Beilagen wie Kartoffeln, Reis oder Nudeln sind dagegen absolut State Of The Art. Jedenfalls scheinen sie direkt einem modernen 3D-Drucker zu entstammen, und sind wegen vollständiger Abwesenheit vermutlich ohnehin nur störenden Eigengeschmacks nicht zu beanstanden. Würzung enthält das Ganze ohnehin absolut ausreichend durch großzügig eingesetzte Guarkernmehle und Hefeextrakte.

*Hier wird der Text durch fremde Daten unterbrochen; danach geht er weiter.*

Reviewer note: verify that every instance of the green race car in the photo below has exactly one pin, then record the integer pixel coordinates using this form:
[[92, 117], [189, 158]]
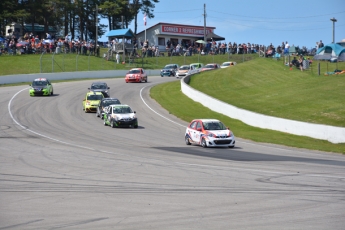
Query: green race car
[[41, 87], [91, 101]]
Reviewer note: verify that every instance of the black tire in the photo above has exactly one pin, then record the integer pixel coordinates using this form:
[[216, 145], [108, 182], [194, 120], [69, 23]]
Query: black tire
[[203, 143], [186, 139]]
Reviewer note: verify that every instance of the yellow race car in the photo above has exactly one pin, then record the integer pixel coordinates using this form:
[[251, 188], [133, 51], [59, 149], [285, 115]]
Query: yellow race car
[[91, 101]]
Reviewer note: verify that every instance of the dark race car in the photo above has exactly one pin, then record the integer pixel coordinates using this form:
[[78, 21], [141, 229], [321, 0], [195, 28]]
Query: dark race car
[[169, 70], [104, 103], [100, 87]]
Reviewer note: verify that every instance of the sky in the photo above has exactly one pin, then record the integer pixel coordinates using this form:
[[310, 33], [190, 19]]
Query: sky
[[300, 22]]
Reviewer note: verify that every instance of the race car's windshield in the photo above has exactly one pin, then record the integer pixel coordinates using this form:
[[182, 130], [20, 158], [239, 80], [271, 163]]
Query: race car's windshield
[[94, 97], [134, 71], [214, 125], [99, 86], [39, 83], [122, 110], [111, 102], [185, 67]]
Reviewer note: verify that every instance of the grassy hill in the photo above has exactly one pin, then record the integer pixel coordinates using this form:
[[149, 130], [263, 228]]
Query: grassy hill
[[269, 87]]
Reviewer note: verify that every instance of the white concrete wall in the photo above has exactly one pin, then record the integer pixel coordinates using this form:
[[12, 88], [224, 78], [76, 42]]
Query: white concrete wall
[[318, 131], [8, 79]]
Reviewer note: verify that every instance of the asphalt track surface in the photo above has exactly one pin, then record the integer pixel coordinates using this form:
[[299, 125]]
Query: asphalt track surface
[[60, 168]]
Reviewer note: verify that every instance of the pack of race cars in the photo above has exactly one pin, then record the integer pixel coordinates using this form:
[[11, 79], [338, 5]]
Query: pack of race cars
[[204, 132]]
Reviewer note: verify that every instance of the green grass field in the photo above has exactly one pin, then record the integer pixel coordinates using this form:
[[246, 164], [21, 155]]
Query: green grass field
[[262, 85], [268, 87]]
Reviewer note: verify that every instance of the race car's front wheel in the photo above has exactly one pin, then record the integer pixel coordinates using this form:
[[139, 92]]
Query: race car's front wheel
[[186, 139]]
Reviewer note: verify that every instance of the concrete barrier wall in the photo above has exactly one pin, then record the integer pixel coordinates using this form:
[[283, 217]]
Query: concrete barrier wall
[[8, 79], [318, 131]]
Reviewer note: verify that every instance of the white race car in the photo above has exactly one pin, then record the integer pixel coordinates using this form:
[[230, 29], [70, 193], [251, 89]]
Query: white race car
[[209, 133]]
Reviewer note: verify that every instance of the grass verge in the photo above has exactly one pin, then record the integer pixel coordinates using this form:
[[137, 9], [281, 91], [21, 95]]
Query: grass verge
[[169, 95]]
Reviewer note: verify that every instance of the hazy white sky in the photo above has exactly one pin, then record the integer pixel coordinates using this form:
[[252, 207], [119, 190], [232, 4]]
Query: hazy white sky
[[300, 22]]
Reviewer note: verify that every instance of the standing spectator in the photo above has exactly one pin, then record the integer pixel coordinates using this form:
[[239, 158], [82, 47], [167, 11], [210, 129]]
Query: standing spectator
[[117, 58]]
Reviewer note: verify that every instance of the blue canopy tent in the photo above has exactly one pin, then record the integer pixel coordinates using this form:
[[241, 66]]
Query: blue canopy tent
[[330, 51], [123, 46]]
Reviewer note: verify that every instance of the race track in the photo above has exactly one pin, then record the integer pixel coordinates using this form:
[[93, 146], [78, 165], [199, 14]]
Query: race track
[[60, 168]]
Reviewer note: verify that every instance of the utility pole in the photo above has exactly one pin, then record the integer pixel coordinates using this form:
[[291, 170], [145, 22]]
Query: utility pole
[[333, 20], [96, 26], [123, 42], [205, 23]]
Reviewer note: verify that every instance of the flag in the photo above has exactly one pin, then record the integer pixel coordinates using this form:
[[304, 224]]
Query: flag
[[145, 19]]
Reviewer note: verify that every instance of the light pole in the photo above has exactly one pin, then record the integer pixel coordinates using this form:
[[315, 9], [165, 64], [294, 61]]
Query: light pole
[[333, 20]]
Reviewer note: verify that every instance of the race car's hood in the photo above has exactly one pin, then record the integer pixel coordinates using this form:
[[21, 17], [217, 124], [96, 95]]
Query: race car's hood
[[99, 90], [125, 116], [93, 102], [167, 70], [220, 133]]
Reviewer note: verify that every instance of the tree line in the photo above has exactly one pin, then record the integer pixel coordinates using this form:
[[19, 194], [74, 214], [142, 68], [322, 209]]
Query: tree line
[[74, 17]]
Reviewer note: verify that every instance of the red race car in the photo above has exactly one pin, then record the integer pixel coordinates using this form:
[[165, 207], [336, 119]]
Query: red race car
[[136, 75]]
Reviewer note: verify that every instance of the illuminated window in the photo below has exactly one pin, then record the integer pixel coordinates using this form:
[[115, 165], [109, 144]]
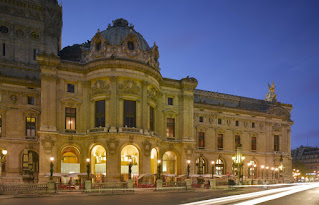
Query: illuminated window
[[170, 128], [71, 88], [237, 141], [0, 125], [30, 126], [70, 116], [201, 140], [276, 142], [220, 141], [130, 45], [30, 100], [170, 101], [100, 113], [253, 143], [129, 113], [152, 119]]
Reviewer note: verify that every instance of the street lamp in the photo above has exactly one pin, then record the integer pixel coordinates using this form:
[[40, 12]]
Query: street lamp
[[88, 167], [3, 155], [51, 167], [129, 168], [188, 167], [272, 172], [262, 171], [159, 169], [213, 169]]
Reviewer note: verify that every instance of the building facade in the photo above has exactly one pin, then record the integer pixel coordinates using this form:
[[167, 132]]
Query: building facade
[[309, 156], [106, 101]]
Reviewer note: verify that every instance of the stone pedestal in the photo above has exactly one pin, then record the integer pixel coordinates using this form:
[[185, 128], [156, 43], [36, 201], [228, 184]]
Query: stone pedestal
[[159, 184], [88, 185], [188, 183], [130, 183], [212, 183], [51, 186]]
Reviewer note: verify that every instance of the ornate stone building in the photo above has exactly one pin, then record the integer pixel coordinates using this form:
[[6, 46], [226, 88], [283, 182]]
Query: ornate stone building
[[106, 100]]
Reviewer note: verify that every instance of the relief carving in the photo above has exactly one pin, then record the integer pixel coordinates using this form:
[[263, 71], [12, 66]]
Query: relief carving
[[100, 87], [129, 87], [112, 145]]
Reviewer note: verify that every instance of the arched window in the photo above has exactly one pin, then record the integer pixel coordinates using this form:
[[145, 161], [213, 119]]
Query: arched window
[[201, 166], [98, 46], [129, 155], [154, 161], [70, 162], [98, 162], [220, 167], [130, 45], [169, 163]]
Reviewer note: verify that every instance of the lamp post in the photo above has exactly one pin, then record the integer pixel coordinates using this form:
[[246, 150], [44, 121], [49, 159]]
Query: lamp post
[[130, 168], [276, 173], [188, 167], [88, 167], [159, 169], [262, 171], [213, 169], [51, 167], [272, 173], [3, 155], [238, 161]]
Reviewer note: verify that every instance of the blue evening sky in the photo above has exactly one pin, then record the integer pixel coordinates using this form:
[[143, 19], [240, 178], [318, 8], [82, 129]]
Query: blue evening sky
[[234, 47]]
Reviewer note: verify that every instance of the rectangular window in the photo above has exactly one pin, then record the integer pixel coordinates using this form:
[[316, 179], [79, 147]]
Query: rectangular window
[[201, 140], [237, 141], [170, 101], [0, 125], [34, 54], [220, 142], [170, 128], [70, 88], [70, 118], [129, 113], [152, 119], [3, 49], [30, 126], [253, 144], [100, 113], [276, 142], [30, 100]]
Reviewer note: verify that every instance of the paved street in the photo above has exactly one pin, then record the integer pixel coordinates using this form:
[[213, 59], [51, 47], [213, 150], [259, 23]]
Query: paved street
[[247, 196]]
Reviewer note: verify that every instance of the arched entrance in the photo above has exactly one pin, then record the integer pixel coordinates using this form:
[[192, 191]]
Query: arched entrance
[[30, 166], [70, 162], [154, 159], [169, 165], [220, 167], [129, 154], [98, 163], [201, 166]]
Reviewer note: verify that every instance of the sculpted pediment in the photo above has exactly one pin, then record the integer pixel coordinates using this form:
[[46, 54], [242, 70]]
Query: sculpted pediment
[[170, 113], [71, 100], [278, 111]]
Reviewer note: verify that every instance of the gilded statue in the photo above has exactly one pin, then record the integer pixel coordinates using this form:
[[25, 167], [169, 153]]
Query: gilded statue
[[271, 96]]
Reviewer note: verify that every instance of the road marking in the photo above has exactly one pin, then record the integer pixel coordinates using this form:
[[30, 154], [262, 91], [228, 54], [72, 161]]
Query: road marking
[[279, 195], [300, 187]]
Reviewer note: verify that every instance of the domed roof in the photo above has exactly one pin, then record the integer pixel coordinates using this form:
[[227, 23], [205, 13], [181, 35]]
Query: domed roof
[[114, 34]]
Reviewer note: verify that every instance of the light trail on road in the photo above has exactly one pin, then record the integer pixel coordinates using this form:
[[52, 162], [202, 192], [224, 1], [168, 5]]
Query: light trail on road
[[294, 188]]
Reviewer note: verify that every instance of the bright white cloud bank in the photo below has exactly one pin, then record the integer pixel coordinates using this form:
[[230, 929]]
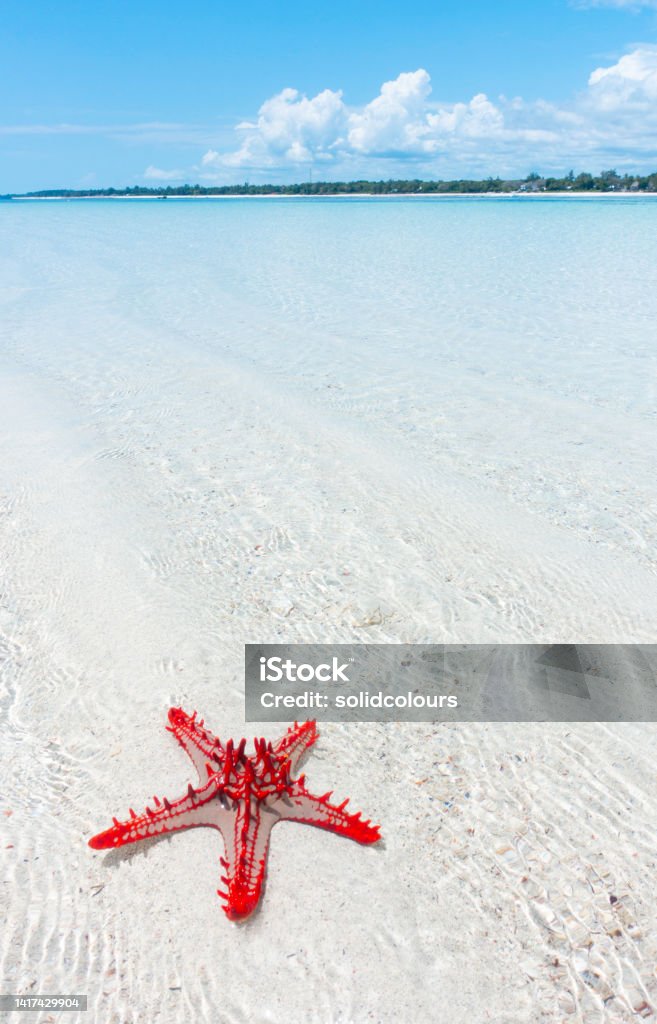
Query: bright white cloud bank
[[614, 118]]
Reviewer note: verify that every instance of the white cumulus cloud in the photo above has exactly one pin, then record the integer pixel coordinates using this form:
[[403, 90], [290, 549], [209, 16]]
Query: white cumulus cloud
[[612, 119], [290, 128], [630, 82], [158, 174]]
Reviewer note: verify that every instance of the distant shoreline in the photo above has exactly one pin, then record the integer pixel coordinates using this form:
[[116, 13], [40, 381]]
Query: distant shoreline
[[606, 183], [348, 196]]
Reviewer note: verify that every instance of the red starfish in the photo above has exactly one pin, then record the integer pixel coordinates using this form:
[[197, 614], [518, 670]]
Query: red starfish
[[243, 797]]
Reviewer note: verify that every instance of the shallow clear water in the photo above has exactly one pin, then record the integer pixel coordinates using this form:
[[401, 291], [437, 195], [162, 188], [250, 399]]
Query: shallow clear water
[[392, 420]]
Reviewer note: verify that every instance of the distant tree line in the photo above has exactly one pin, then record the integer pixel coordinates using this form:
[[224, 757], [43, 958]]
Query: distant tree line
[[606, 181]]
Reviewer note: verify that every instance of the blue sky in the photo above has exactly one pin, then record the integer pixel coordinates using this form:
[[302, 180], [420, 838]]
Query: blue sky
[[116, 94]]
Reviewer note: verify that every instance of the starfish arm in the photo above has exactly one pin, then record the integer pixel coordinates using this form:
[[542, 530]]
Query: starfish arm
[[202, 747], [199, 807], [246, 861], [302, 806], [295, 742]]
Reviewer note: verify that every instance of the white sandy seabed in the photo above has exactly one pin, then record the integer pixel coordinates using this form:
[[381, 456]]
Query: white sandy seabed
[[179, 477]]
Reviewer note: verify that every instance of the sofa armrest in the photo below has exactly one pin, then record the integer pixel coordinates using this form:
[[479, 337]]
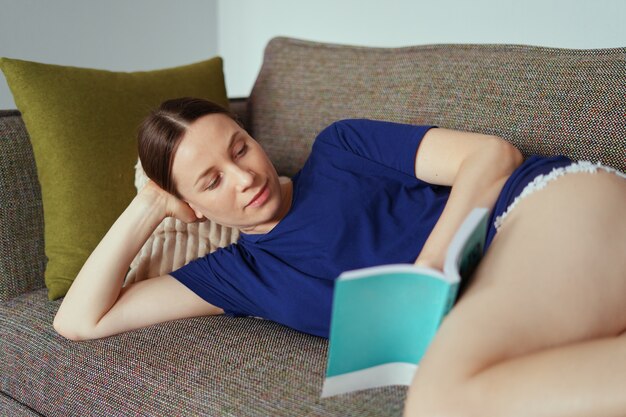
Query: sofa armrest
[[22, 256]]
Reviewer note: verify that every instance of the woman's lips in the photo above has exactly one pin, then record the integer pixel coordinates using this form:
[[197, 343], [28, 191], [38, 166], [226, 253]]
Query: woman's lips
[[260, 198]]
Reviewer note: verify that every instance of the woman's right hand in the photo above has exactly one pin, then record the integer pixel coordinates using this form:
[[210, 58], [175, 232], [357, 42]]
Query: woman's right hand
[[170, 205]]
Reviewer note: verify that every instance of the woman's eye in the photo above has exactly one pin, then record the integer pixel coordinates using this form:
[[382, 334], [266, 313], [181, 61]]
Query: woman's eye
[[243, 150], [213, 184]]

Welches Fleisch-, Fisch- oder Geflügelstück seinen Weg in diese Kompositionen findet, ist übrigens völlig nebensächlich, da es vorschriftsmäßig solange engagiert gegart wird, bis es mindestens ein weiteres Mal zu Tode gekommen ist und sämtliche Viren, Bakterien und Vitamine entmutigt die Szenerie verlassen haben. Auch hier wird wohl ein weiteres Mal dem kliniklichen Schonkost-Ansatz Tribut gezollt.

 

Bleibt noch das Abendbrot. Es entspricht im Wesentlichen dem Frühstück, nur ohne die leckeren Sachen. Dafür werden diverse Brotsorten  dargeboten, alle großbäckereigeschuldet gleich groß, professionell geschnitten und in ähnlichen, engagiert dehydrierten Trocknungsstufen dargereicht. Wir sind am Ende eines ungebremst  rehabilitierten Tages in Bad Kandahar ohnehin alle kraft- und wehrlos. Erschöpft zermahlen unsere Kiefer die angebotene Trockenteigware, spülen sie mit ausreichend Tee der Sorte "...ist aber gesund" herunter und verkriechen uns, sauber satt und trocken, zurück in unser Abteil. 

 

Nun sind wir ja in der Regel nicht wegen des All-Inclusive-Ansatzes hier, sondern wegen der kontrollierbar geregelt-gesunden Nahrungsaufnahme. Also sind Brot und Spiele ohne Spiele völlig o.k. . Es gibt aber keinen Grund, Gordon Ramsay und Frank Rosin im Hinterhof zu verscharren.

 

Morgen lasse ich mir vieleicht erklären, ob Gewürze wirklich so viele Kalorien haben.  Oder sie sind in Bad Kandahar einfach selten.